Problem generating with T5ForConditionalGeneration on a custom task

Hi, I have trained a custom version of the T5 transformer for a text2text task. For this, I had to define two tokenizers , tokenizer_src and tokenizer_tgt as different tokenization strategies were required for inputs and outputs and as a consequence different vocabularies are utilized. After training the model, I’m trying to perform evaluation by generating output strings from inputs. Below the code I’m using:

import torch
import torch.nn as nn
import json
import pandas as pd
from types import SimpleNamespace
from tokenizers import Tokenizer
from config import get_config
from transformers import T5ForConditionalGeneration, T5Tokenizer, T5Config

def evaluate(config,
             ckpt_path='ckpts/model_ckpt.pt',
             test_path='data/test.csv',
             tokenizer_src_path = 'tokenizer_src.json', 
             tokenizer_tgt_path = 'tokenizer_tgt.json',
             max_length = 512,
             num_beams = 4):

    t5_config = T5Config(
        num_layers=config['num_layers'], 
        num_decoder_layers=config['num_decoder_layers'],
        d_model=config['d_model'],
        d_ff=config['d_ff'],  
        num_heads=config['num_heads'],
    )
    
    #Load tokenizers
    tokenizer_src = Tokenizer.from_file(tokenizer_src_path)
    tokenizer_tgt = Tokenizer.from_file(tokenizer_tgt_path)

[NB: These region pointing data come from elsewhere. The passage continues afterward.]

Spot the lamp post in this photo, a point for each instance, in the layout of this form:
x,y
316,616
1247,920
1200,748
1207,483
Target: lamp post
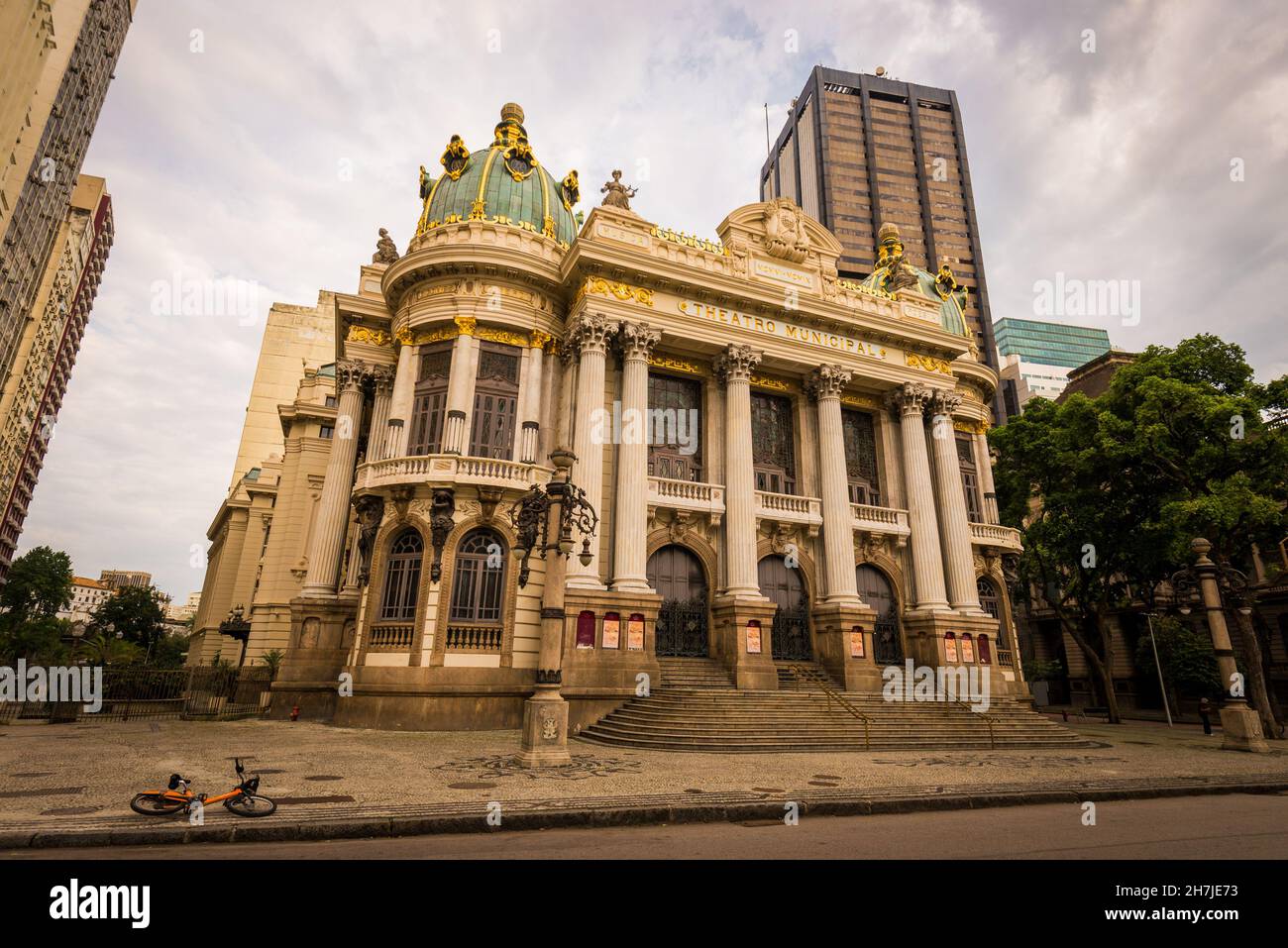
x,y
1203,583
544,520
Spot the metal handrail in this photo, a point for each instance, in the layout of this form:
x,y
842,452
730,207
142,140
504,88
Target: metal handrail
x,y
988,719
832,694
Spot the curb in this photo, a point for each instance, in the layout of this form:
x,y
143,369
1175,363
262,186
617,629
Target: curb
x,y
390,826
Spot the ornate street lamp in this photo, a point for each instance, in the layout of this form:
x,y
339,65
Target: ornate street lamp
x,y
237,627
1206,583
545,520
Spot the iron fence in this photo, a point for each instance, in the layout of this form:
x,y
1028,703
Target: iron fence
x,y
134,693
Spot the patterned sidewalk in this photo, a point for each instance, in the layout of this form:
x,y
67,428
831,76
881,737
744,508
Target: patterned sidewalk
x,y
71,785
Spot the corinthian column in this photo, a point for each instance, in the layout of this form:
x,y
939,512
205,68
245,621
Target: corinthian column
x,y
636,342
588,338
824,386
927,562
953,522
402,401
333,515
460,388
382,382
733,368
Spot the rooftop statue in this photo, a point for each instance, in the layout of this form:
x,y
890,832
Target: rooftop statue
x,y
894,272
385,249
617,194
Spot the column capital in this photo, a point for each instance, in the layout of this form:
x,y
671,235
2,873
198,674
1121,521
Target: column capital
x,y
351,375
910,399
382,378
590,333
735,364
827,381
945,401
636,340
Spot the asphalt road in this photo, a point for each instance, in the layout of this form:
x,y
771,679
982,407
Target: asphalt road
x,y
1199,827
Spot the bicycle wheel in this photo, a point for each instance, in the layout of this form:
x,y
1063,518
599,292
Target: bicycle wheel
x,y
156,804
250,805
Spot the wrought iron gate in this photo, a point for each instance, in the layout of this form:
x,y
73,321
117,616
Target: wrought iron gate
x,y
682,627
790,638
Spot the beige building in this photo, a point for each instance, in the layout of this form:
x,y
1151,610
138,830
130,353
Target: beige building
x,y
789,469
46,352
86,596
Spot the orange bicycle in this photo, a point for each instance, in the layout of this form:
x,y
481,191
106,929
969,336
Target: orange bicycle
x,y
178,797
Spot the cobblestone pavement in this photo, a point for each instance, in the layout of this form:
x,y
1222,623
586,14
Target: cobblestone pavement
x,y
67,776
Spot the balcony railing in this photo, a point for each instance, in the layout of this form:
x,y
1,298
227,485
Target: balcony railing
x,y
871,519
996,535
687,494
473,639
390,636
790,507
447,471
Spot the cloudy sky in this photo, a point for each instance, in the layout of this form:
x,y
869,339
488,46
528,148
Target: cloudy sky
x,y
270,145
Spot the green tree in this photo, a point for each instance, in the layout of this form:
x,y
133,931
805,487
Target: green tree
x,y
136,613
1185,653
39,584
1176,447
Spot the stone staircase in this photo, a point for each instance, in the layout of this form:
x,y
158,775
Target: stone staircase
x,y
697,708
694,673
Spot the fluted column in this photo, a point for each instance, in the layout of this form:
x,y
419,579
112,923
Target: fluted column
x,y
398,425
460,388
529,436
382,385
333,517
927,562
636,342
984,463
589,337
733,368
824,386
953,523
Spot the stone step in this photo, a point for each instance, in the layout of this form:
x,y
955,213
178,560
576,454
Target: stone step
x,y
799,719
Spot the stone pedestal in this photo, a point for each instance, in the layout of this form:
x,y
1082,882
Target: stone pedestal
x,y
833,626
318,652
730,616
545,729
1240,729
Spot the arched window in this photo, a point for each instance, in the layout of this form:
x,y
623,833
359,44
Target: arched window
x,y
402,578
478,579
988,597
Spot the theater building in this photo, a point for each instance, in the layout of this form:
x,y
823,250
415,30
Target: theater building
x,y
811,484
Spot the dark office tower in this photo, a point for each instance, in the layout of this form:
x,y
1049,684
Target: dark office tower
x,y
859,151
65,50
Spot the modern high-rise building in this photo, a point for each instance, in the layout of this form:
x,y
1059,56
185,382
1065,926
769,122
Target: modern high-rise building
x,y
46,352
863,150
1037,357
58,56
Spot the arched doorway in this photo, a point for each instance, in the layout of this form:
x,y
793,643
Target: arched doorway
x,y
682,622
887,636
782,584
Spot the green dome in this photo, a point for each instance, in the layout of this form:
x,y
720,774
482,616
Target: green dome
x,y
502,183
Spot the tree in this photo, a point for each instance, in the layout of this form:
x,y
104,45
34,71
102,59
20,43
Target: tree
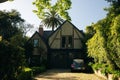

    vocab_src_len = len(tokenizer_src.get_vocab())
    vocab_tgt_len = len(tokenizer_tgt.get_vocab())
    model = T5ForConditionalGeneration(t5_config)

    #Adjusting layers to match the tokenizers vocab size
    model.get_encoder().embed_tokens = nn.Embedding(vocab_src_len, t5_config.d_model)
    model.get_decoder().embed_tokens = nn.Embedding(vocab_tgt_len, t5_config.d_model)

    # Replace the lm_head with a new linear layer. This is responsible for mapping the decoder's output embeddings to the vocabulary space, which is necessary for generating predictions.
    model.lm_head = nn.Linear(t5_config.d_model, vocab_tgt_len, bias=False)

    ckpt = torch.load(ckpt_path, map_location='cpu')
    model.load_state_dict(ckpt['model_state_dict'])

    df_test = pd.read_csv(test_path)
    df_test = df_test[['inputs',config['out_name']]]

    pred_spec  = []
    gt_spec    = df_test[config['out_name']].tolist()
    input_mols = df_test['inputs'].tolist()

    # We need to define a generation config here!!
    for input_text in inputs:
        input_ids = tokenizer_src.encode(input_text).ids
        input_ids = torch.tensor([input_ids]).to(model.device)

        with torch.no_grad():
            outputs = model.generate(input_ids,
                                    max_length=50,  # Maximum length of the generated text
                                    min_length=10,  # Minimum length of the generated text
                                    length_penalty=2.0,  # Penalise long sentences
                                    num_beams=4,  # Use beam search for better results
                                    early_stopping=True)  # Stop once output stabilises)
    
        pred_text = tokenizer_tgt.decode(outputs[0], skip_special_tokens=True)
        pred_spec.append(pred_text)

if __name__ == '__main__':
    config = get_config()
    evaluate(config)

I’ve also modified the original T5 model by reducing the complexity in its layers (and making it fit into my GPU). What I get is the following error:

"ValueError: decoder_start_token_id or bos_token_id has to be defined for encoder-decoder generation."

I’ve tried to set the decoder_start_token_id manually by doing:

model.config.decoder_start_token_id = tokenizer_tgt.token_to_id(bos_token)

Actually, I have noticed that by not passing the generation_config argument in the generate() method, the decoder_start_token_id will simply be initialized with None causing the error. I’m just not sure how should I proceed.

I’m afraid I might have missed out something as my task requires some levels of customizations (custom tokenizers, different sizes for input and output embeddings etc.). I appreciate any suggestions.

1 Like

There seems to have been a problem with the output of T5 in a newer version of Transformers a while ago, so if it’s related to that, it’s easy…:thinking:

1 Like

Thanks! I’m gonna try to manually specify the GenerationConfig and update the topic soon!

1 Like